Parecería lógica pues una marcha más o menos decidida hacia mecanismos de cooperación internacional que reconocieran la nueva realidad, pero para ello sería preciso que los países (que son síntesis de heterogéneos intereses, miedos, esperanzas y capacidades de influencia de sus no menos heterogéneos habitantes, más o menos expresadas en los comportamientos de sus gobernantes) predominara una actitud de aceptación de unas expectativas limitadas gestionadas por el liderazgo de una potencia estable en sus aspectos económicos, sociales y políticos internos (por tanto con bajos costes de transacción en su consecución) que asume el papel de dar oportunidades económicas a todos a corto plazo, a cambio de las ventajas, no menos económicas, para su población de la gestión de todo el entramado que, entre otras cosas, vela el sacrificio real de las expectativas de ésta durante un largo período de tiempo. En suma, una nueva administración de carácter imperial que, como siempre, llega cuando un nuevo país que se haya labrado una inesperada vía de progreso en los bordes del sistema hasta entonces predominante, se hace cargo de esa gestión.

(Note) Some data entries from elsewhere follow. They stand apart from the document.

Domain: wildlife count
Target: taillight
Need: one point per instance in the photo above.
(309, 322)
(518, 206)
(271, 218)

No sabemos cómo ni cuándo se verá constituido en el mundo un nuevo y eficiente sistema administrado de relaciones económicas, ni los conflictos que hasta ese momento viviremos o vivirán los ciudadanos del mundo, pasando seguramente por una etapa “sub-óptima” de “economía de bloques” que puede tensar las cosas hasta una ruptura dramática, o facilitar los acuerdos; pero lo que sí es cierto es que mientras tanto en los asuntos económicos de los hasta hace poco países desarrollados, y en las declaraciones de los Gs predominarán actitudes cada vez más defensivas y mucha retórica sobre planes tecnológicos, educativos, de reorganización social, y también las hueras apelaciones a la necesidad de adaptación de las mentalidades, las formas de vida, etc, a una realidad de menores expectativas de crecimiento. Y, en ese contexto, cada vez parecerán más extravagantes las exigencias que hacen esos Gs a los que se vislumbran como líderes de un nuevo sistema de economía mundial, de su adaptación a nuestros sistemas de creencias, valores, mitos, derechos, etc. conformados por una historia particular.